1. Customer management
Financial institutions also have a lot of valuable data, such as business order data, user attribute data, user income data, customer query data, wealth management product transaction data, user behavior data, etc., and a user label system can be established by opening user accounts. On this basis, combined with risk preference data, customer occupation, hobbies, consumption patterns and other preference data, the machine learning algorithm is used to classify customers, and the existing data tags and external data tags are used to portrait users. Furthermore, providing different products and service strategies for different types of customers can improve customer penetration, customer conversion rate and product conversion rate. In other words, through big data applications, financial institutions can gradually achieve fully personalized customer service goals.
2. Product management
Through the big data analysis platform, financial institutions can obtain customer feedback information, understand, acquire and grasp customer needs in time, and set up products more reasonably through in-depth analysis of data. Through big data, financial institutions can quickly and efficiently analyze the functional characteristics and favorite status of products, the value of products, the reasons for customer preferences, the life cycle of products, the profits of products and the customer base of products. If handled well, the appropriate products can be delivered to the customers in need, which is an important link in customer relationship management.
3. Sales management
With the help of big data analysis platform, various forms of user data (basic information data, wealth information data, education data, consumption data, browsing data, purchase path, customer's Weibo, customer's WeChat, customer's purchase behavior) are mined, tracked and analyzed to improve the level of precision marketing.
trait
1. Network demo. In the era of big data finance, a large number of financial products and services are displayed through the network, including fixed and mobile networks.
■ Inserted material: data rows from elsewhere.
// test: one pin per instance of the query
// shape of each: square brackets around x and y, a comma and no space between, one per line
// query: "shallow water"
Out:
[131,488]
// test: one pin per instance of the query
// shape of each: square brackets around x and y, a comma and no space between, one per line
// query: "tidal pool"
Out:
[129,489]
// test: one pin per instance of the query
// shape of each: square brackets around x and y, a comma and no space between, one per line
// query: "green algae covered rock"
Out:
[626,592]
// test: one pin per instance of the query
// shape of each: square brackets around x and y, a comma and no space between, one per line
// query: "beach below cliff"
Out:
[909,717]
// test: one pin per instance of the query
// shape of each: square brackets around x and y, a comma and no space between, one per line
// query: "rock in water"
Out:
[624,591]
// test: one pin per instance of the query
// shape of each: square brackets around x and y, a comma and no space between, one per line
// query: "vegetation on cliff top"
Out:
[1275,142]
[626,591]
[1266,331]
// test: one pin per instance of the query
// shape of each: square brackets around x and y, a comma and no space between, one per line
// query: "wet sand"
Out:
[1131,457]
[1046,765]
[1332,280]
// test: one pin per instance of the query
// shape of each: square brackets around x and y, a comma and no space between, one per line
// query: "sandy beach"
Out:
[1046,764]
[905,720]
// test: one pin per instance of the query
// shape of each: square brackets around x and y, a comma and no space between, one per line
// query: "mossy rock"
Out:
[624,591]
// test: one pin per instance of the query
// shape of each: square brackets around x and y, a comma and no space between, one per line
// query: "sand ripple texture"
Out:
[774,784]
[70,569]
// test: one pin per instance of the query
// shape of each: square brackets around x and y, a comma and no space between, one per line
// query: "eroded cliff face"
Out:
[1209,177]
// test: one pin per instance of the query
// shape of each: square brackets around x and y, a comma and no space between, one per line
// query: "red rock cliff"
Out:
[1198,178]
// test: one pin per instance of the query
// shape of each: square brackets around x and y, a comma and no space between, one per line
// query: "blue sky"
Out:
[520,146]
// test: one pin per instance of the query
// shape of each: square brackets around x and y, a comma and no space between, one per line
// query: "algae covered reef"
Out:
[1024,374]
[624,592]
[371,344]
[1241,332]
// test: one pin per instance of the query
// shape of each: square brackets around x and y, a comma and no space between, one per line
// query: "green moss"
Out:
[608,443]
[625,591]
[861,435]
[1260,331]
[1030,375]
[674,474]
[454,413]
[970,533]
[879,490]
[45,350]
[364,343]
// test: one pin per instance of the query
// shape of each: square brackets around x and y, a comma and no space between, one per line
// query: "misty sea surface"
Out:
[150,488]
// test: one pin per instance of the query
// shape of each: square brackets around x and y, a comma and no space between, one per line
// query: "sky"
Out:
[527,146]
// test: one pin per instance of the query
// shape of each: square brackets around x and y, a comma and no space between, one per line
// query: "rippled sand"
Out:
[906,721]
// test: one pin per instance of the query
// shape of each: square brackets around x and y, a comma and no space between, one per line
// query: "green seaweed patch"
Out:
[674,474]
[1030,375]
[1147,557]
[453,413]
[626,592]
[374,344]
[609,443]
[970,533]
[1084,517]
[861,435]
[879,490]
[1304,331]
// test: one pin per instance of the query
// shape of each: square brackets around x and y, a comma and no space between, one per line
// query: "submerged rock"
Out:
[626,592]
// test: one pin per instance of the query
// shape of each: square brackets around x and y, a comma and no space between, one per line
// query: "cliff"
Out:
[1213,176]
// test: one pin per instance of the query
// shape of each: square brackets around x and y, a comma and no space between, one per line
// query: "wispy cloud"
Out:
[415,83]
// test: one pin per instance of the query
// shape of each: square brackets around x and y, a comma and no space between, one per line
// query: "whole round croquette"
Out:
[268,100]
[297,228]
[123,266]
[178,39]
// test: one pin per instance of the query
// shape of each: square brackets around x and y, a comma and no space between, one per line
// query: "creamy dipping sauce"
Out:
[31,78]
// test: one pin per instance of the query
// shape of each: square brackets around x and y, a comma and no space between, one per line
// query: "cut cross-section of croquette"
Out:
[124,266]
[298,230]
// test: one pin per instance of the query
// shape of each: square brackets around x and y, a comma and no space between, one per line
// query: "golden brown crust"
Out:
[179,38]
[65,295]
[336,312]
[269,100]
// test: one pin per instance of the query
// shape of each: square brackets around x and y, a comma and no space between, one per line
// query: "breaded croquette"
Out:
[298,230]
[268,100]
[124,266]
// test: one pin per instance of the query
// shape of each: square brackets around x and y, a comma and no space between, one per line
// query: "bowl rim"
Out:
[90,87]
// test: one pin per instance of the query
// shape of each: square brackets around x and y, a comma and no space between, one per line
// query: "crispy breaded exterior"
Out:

2. Risk management concepts and tools based on big data. In the era of big data finance, risk management concepts and tools will also be adjusted accordingly.
3. Information asymmetry is greatly reduced. In the era of big data finance, the degree of information asymmetry between consumers and providers of financial products and services is greatly reduced.
4. High efficiency. Big data finance is undoubtedly efficient. Many processes and actions are initiated and completed online, and some actions are realized automatically.
5. The service boundary of financial enterprises has expanded. First of all, as far as a single financial enterprise is concerned, its most suitable business scale has expanded. Due to the improvement of efficiency, its operating costs will be reduced. The cost curve of financial enterprises will also change.
6. Controllability and acceptability of products. Financial products presented through the Internet are controllable and acceptable to consumers.